Dolutegravir in Stage 3 CKD

• Dolutegravir requires no dose adjustment for patients with mild, moderate, or severe renal impairment 1, 5. The usual dose of 50 mg once daily is appropriate for this INSTI-naive patient 1.

• Dolutegravir causes a benign increase in serum creatinine (approximately 0.15 mg/dL) through inhibition of tubular creatinine secretion without affecting actual glomerular filtration 5. This is not true nephrotoxicity.

Darunavir/Cobicistat in Stage 3 CKD

• Darunavir requires no dose adjustment for CKD or ESRD 1. The standard dose of 800 mg once daily with cobicistat 150 mg is appropriate 1.

• Cobicistat, like dolutegravir, causes a benign increase in serum creatinine through inhibition of tubular secretion without affecting true GFR 1. This effect is reversible and does not represent actual kidney damage.
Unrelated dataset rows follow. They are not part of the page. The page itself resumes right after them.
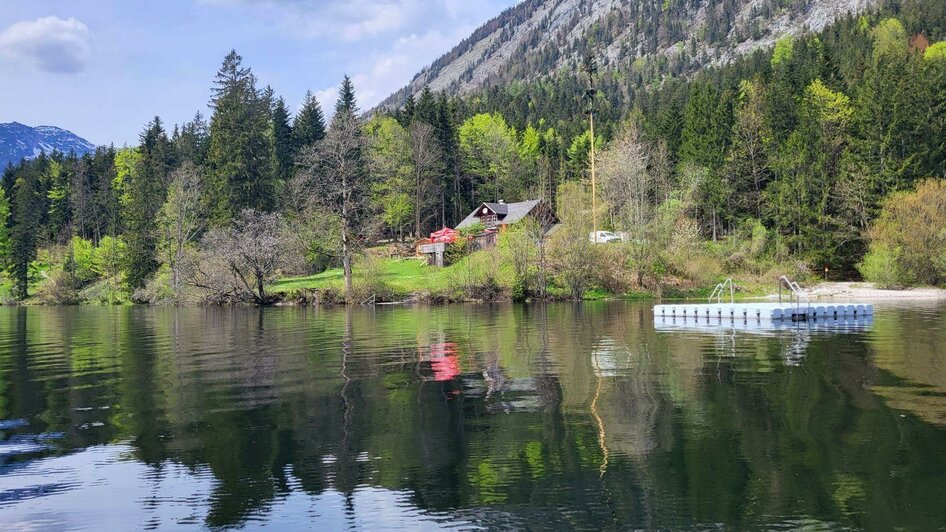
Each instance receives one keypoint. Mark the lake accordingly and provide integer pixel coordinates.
(467, 417)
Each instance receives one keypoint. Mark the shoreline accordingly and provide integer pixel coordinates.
(862, 291)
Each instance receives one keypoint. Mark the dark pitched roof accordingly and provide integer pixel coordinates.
(508, 213)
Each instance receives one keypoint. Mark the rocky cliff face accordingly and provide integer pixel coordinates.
(539, 37)
(18, 141)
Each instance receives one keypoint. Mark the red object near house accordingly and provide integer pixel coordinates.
(444, 236)
(444, 361)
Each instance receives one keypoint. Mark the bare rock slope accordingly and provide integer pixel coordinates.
(536, 38)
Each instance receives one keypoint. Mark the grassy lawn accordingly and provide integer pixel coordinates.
(405, 276)
(410, 276)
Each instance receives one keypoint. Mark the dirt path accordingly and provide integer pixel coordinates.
(867, 291)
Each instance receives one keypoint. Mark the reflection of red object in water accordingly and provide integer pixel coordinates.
(444, 361)
(446, 368)
(444, 236)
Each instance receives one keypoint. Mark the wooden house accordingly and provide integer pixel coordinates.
(498, 216)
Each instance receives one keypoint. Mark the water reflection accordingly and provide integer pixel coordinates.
(557, 416)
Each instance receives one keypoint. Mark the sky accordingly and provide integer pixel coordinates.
(104, 68)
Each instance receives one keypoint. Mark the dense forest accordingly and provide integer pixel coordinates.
(826, 152)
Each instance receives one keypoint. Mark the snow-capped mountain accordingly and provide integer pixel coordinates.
(18, 141)
(538, 38)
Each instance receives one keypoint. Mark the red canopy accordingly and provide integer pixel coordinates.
(444, 236)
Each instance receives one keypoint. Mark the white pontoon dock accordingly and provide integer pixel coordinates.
(797, 308)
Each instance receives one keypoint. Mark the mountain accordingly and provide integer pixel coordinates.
(537, 38)
(18, 141)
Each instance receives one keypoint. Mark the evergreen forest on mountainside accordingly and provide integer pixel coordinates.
(825, 155)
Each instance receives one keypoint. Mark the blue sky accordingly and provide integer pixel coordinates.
(104, 68)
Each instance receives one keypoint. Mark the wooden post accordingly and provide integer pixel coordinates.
(594, 187)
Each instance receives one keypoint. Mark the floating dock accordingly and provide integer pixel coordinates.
(764, 312)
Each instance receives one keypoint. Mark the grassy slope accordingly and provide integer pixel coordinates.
(410, 276)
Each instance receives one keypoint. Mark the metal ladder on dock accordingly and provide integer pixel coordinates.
(721, 289)
(797, 294)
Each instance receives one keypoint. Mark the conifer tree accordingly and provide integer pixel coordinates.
(338, 168)
(5, 242)
(309, 125)
(426, 107)
(192, 141)
(28, 201)
(282, 140)
(240, 151)
(347, 103)
(142, 200)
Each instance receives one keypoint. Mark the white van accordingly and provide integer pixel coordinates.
(604, 237)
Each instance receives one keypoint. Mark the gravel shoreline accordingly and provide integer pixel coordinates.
(867, 291)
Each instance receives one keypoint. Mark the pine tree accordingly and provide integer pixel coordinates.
(240, 150)
(5, 240)
(143, 199)
(426, 108)
(309, 125)
(28, 200)
(282, 140)
(338, 168)
(192, 141)
(347, 103)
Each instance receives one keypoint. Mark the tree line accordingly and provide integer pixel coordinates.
(789, 153)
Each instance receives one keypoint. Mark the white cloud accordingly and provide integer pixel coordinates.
(50, 44)
(357, 20)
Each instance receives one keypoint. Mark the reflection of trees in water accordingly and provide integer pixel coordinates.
(280, 400)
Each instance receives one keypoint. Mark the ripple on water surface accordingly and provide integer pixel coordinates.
(467, 417)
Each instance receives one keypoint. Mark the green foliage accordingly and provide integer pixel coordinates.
(890, 39)
(489, 152)
(5, 242)
(882, 266)
(911, 233)
(109, 257)
(309, 125)
(782, 53)
(83, 257)
(936, 52)
(240, 150)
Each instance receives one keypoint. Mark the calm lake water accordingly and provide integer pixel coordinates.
(468, 417)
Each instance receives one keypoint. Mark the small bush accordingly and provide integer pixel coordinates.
(881, 267)
(912, 223)
(370, 279)
(59, 289)
(455, 251)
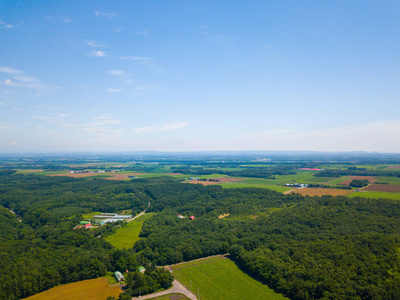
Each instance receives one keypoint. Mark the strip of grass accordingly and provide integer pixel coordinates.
(375, 195)
(94, 289)
(222, 279)
(125, 237)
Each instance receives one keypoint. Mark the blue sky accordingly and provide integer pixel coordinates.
(199, 75)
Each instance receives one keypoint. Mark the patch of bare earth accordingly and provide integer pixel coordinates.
(321, 192)
(370, 179)
(112, 176)
(216, 180)
(383, 188)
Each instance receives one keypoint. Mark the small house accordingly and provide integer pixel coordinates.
(118, 275)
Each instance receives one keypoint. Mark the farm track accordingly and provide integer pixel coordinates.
(177, 288)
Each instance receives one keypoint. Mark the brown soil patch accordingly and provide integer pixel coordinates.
(321, 191)
(371, 179)
(112, 176)
(383, 188)
(176, 297)
(220, 180)
(223, 215)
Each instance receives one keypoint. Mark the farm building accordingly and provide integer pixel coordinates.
(110, 217)
(118, 275)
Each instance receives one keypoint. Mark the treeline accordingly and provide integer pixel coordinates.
(43, 250)
(356, 172)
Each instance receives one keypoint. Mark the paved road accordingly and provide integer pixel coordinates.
(177, 288)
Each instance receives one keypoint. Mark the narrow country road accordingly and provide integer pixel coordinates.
(177, 288)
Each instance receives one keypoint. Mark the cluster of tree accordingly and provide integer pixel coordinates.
(359, 182)
(309, 248)
(357, 172)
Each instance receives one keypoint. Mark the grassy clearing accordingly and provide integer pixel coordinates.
(126, 237)
(222, 279)
(234, 185)
(93, 289)
(389, 180)
(375, 195)
(91, 215)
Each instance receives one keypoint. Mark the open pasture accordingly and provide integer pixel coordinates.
(383, 188)
(375, 195)
(221, 279)
(93, 289)
(220, 180)
(125, 237)
(321, 192)
(371, 179)
(234, 185)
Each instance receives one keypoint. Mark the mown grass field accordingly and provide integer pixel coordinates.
(93, 289)
(234, 185)
(125, 237)
(375, 195)
(221, 279)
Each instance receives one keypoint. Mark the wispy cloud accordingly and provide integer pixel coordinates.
(144, 32)
(19, 79)
(116, 72)
(99, 53)
(135, 58)
(164, 128)
(93, 44)
(100, 13)
(6, 126)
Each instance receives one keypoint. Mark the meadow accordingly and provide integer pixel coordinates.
(125, 237)
(234, 185)
(222, 279)
(375, 195)
(93, 289)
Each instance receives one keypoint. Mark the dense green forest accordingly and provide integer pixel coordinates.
(308, 248)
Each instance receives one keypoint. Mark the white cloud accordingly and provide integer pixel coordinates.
(99, 53)
(144, 32)
(135, 58)
(21, 80)
(164, 128)
(100, 13)
(93, 44)
(116, 72)
(6, 126)
(9, 70)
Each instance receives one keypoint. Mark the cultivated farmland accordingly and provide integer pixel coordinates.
(125, 237)
(219, 278)
(94, 289)
(321, 191)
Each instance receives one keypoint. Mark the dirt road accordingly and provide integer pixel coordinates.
(177, 288)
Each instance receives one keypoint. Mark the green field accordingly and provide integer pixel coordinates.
(172, 296)
(94, 289)
(125, 237)
(375, 195)
(234, 185)
(222, 279)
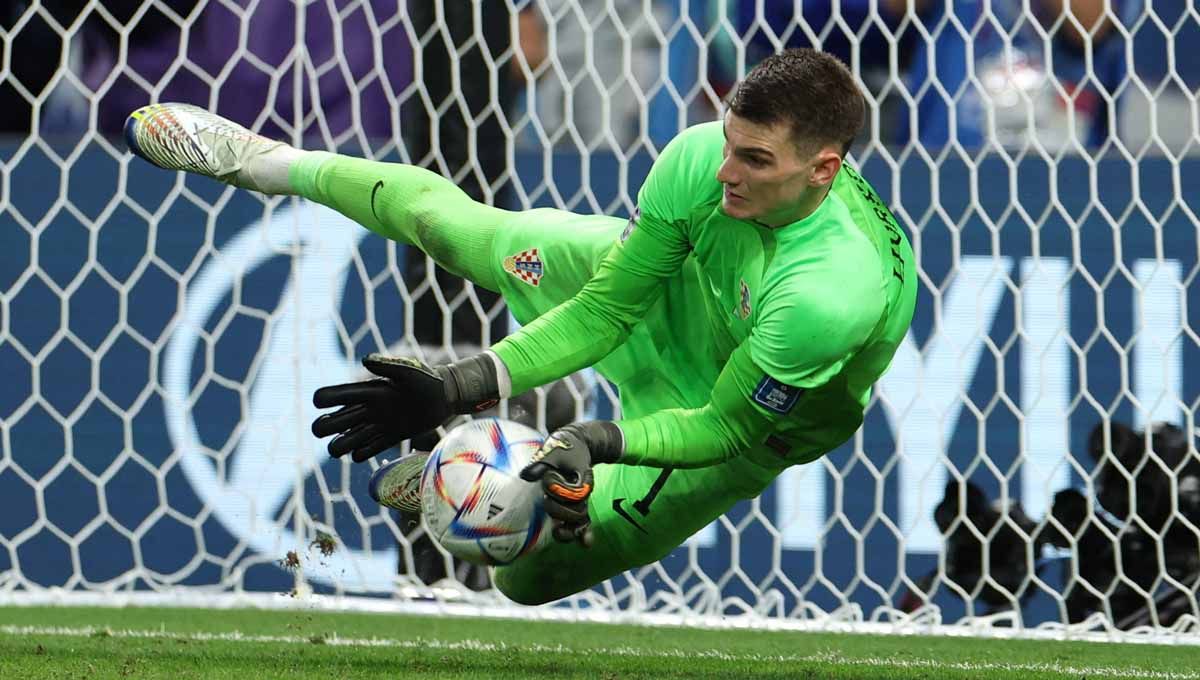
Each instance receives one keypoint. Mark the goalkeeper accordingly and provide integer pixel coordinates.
(744, 311)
• A 2019 study of dolutegravir plus boosted-darunavir showed mean eGFR decreased by 8.8 mL/min/1.73 m², but kidney tubular parameters actually improved 2, suggesting the creatinine increase is pharmacologic rather than pathologic.

Clinical Monitoring

Essential Follow-Up Parameters

• Monitor HIV RNA at 4 weeks, 12 weeks, 24 weeks, and 48 weeks 2, 3. Evidence shows viral suppression rates of 45% at 4 weeks, 50% at 12-24 weeks, and 66.7% at 48 weeks in treatment-failure patients 3.

• Monitor CD4 counts every 3-6 months 2, 3. Expected mean increase is approximately 162 cells/mm³ by week 48 5.

• Monitor serum creatinine and eGFR at baseline, 2-4 weeks after initiation, then every 3-6 months 1. Expect a 0.15-0.3 mg/dL increase in creatinine from both dolutegravir and cobicistat, which stabilizes after 2-4 weeks 5.

Common Pitfalls to Avoid

• Do not discontinue therapy due to the expected pharmacologic creatinine increase 5. This is not true nephrotoxicity and does not require dose adjustment or discontinuation.

• Do not add NRTIs to this dual therapy regimen 2, 3, 4. The extensive NRTI resistance makes them ineffective, and avoiding NRTIs eliminates their associated toxicities while maintaining high efficacy.

• Monitor for neuropsychiatric adverse events from dolutegravir 2. In the 2019 study, 3 of 51 patients (6%) discontinued due to neuropsychiatric symptoms, though overall tolerability was excellent at 96.8% 2.

Expected Outcomes

• Virologic suppression to <50 copies/mL is achievable in 66-90% of heavily treatment-experienced patients by week 48 2, 3, 4, with sustained efficacy through 144 weeks 4.

• This regimen provides high genetic barrier protection against resistance development 1, 2 due to the combination of two drugs with minimal cross-resistance to the patient's existing mutations.

• Improved lipid profiles and renal tubular parameters are expected benefits 2 compared to regimens containing tenofovir or ritonavir-boosted protease inhibitors.